Caroline and I were talking about grace this weekend and this topic came up. There are people you’ll interact with who will primarily make withdrawals - and not too many deposits. The obvious feeling around these people is to feel drained, spent, exhausted, and so on.
But here’s the thing: I’m a Christian, so I believe that I have been given grace by God and I’ve been asked to re-gift that grace to others. In a way, God gave me access to his checking account of grace and then told me to give as much away as I possibly could in my lifetime. When I write a check of grace to someone else, it always clears and it can’t make me feel drained because it’s not coming out of my account. If I feel drained, it’s because I’m trying to cover their withdrawal from the wrong account.

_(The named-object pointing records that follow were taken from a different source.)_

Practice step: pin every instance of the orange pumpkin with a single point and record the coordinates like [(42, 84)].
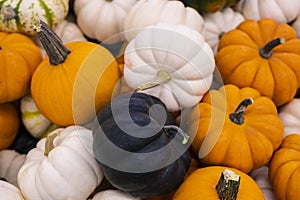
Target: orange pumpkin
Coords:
[(216, 183), (284, 170), (74, 81), (19, 57), (235, 127), (263, 55), (9, 123)]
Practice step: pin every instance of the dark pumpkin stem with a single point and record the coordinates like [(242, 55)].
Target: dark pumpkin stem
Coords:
[(238, 115), (52, 44), (174, 130), (266, 51), (228, 185)]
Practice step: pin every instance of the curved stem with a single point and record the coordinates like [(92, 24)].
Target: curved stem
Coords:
[(238, 115), (228, 185), (266, 51), (174, 130), (52, 44), (163, 76)]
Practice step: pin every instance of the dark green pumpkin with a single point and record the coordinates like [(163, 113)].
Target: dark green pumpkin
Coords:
[(138, 172), (209, 6)]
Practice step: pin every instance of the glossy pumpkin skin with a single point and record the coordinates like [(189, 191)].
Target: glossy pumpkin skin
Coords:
[(148, 183), (65, 93), (240, 63), (284, 169), (10, 123), (19, 57), (205, 180), (220, 141)]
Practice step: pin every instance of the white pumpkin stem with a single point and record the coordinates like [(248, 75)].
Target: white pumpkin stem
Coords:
[(228, 185), (266, 51), (238, 115), (174, 130), (162, 77), (52, 44)]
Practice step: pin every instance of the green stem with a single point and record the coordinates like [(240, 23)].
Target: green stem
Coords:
[(228, 185), (266, 51), (238, 115)]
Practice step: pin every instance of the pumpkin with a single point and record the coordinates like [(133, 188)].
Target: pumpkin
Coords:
[(284, 169), (290, 118), (62, 166), (140, 149), (171, 62), (113, 195), (218, 23), (263, 55), (101, 19), (19, 58), (9, 123), (35, 123), (261, 177), (281, 11), (10, 192), (22, 16), (235, 127), (209, 6), (149, 13), (71, 84), (10, 163), (217, 182)]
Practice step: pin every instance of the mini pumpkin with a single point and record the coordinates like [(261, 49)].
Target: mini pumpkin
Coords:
[(19, 59), (149, 13), (171, 62), (235, 127), (141, 150), (218, 183), (284, 169), (61, 166), (264, 55), (71, 84)]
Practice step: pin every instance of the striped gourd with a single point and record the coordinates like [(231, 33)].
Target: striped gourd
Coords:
[(23, 15)]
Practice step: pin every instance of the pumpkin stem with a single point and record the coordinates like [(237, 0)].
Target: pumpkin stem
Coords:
[(49, 142), (228, 185), (174, 130), (163, 76), (237, 116), (266, 51), (52, 44)]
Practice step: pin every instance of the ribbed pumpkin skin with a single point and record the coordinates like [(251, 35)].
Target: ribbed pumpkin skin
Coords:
[(202, 182), (19, 57), (240, 63), (74, 91), (244, 146), (284, 169)]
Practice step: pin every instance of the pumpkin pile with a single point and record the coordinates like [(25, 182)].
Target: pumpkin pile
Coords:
[(149, 99)]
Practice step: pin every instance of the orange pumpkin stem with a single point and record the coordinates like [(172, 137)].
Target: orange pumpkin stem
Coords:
[(266, 51), (228, 185), (52, 44), (238, 115)]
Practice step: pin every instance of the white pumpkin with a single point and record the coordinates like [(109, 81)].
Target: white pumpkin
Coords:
[(261, 177), (10, 163), (218, 23), (290, 116), (62, 166), (283, 11), (147, 13), (102, 19), (35, 123), (113, 195), (171, 62), (10, 192)]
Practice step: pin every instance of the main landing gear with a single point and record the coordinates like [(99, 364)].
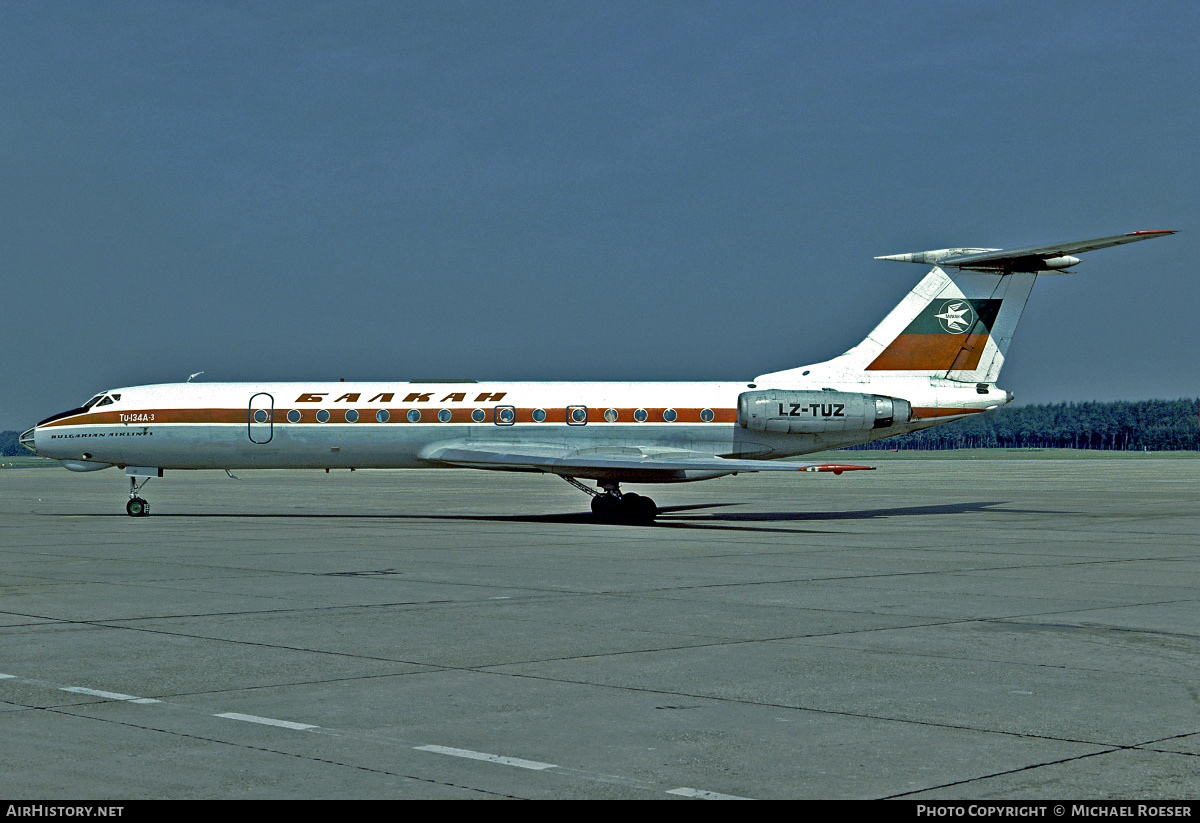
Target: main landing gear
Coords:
[(612, 506)]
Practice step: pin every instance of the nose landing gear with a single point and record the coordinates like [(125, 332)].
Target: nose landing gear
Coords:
[(137, 506)]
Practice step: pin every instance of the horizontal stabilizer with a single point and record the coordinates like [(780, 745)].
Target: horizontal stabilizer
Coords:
[(1008, 260)]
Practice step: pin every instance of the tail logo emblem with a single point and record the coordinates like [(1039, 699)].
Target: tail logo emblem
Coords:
[(957, 317)]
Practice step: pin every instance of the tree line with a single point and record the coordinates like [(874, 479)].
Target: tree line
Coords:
[(1153, 425)]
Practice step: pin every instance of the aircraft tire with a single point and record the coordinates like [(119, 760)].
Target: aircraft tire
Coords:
[(642, 509), (604, 506)]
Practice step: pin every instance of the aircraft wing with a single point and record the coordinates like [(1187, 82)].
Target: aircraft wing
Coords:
[(610, 463), (1035, 258)]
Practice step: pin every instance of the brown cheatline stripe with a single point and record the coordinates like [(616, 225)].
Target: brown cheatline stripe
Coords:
[(925, 413), (931, 352), (367, 415)]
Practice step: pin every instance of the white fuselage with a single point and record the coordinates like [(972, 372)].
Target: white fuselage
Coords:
[(396, 425)]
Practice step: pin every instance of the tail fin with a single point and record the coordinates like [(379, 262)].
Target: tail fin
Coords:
[(958, 325), (954, 326)]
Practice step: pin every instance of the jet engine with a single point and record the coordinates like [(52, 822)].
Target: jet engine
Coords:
[(792, 412)]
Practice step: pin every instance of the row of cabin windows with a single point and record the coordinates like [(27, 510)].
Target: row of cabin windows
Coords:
[(504, 414)]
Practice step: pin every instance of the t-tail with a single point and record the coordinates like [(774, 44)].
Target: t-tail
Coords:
[(958, 322)]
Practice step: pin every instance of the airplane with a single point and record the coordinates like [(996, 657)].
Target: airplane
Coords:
[(934, 359)]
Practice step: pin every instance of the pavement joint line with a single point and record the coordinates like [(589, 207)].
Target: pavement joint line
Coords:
[(703, 794), (265, 721), (490, 758), (108, 695), (276, 751)]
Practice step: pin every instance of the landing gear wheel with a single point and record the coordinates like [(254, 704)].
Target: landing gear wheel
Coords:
[(605, 506), (637, 509), (642, 509)]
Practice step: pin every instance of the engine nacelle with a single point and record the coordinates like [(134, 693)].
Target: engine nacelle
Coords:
[(813, 412)]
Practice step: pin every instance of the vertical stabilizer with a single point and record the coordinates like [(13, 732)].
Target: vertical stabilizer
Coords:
[(954, 326)]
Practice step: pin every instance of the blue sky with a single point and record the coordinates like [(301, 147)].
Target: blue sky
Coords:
[(648, 191)]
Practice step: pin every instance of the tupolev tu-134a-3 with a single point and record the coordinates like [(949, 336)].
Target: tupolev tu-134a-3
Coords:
[(935, 358)]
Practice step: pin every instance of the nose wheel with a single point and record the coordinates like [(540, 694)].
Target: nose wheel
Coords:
[(137, 506)]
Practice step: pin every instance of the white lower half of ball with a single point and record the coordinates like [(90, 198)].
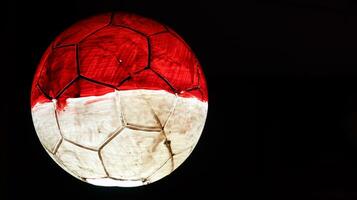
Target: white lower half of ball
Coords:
[(123, 138)]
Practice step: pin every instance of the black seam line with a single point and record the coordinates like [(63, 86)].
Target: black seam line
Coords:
[(165, 80), (79, 145), (43, 92), (111, 18), (166, 27), (67, 86), (197, 87), (127, 27), (149, 51), (63, 46), (92, 33), (158, 33), (77, 59), (170, 32), (44, 65), (97, 82)]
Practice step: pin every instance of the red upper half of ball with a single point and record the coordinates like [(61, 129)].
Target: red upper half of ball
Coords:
[(119, 51)]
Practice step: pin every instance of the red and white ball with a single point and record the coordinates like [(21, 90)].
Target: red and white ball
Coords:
[(119, 100)]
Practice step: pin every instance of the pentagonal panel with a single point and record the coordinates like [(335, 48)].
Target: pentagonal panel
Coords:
[(44, 119), (169, 166), (82, 29), (134, 154), (136, 110), (161, 102), (185, 125), (91, 114), (146, 79), (37, 96), (112, 54), (59, 70), (84, 162), (141, 24), (171, 58)]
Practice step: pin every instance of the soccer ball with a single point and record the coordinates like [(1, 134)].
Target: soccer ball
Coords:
[(119, 100)]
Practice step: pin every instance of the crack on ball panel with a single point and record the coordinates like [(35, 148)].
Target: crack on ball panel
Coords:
[(94, 32), (142, 128), (111, 138), (102, 163), (96, 82), (129, 28), (158, 33), (67, 86), (163, 165), (171, 111), (43, 92), (167, 142), (79, 145), (58, 145), (165, 80)]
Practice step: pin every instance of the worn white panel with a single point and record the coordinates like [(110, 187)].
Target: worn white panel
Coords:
[(59, 162), (136, 109), (89, 121), (44, 119), (84, 162), (161, 103), (134, 154), (111, 182), (185, 125), (168, 167)]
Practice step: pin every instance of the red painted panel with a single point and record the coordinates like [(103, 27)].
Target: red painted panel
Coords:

The next time someone slights you, cuts you off in traffic, insists on their way, doesn’t take your feelings into account, puts themselves first again and again, think about this. Imagine that action is them demanding grace - a lot of grace. Imagine taking out your checkbook, writing the entire sum they’ve asked for with no questions asked, and handing it to them, knowing that God has asked you to give away as much of this stuff as you possibly can in your lifetime, so this amount is fine.
Imagine that withdrawal is being taken out of oceans and oceans of grace that God has poured out for you, and that even if you tried every day of your life to giveaway as much grace as you could, his supply would still be brimming and overflowing off the edges of the world.
The withdrawal isn’t coming from your account. There is nothing to feel empty or drained about. He put you on his account and any check you write will clear. So give it freely and know that God has supplied far more than you will ever need - for you and for anyone you pass it on to.
Be an agent of grace, looking for any and every chance to write that check.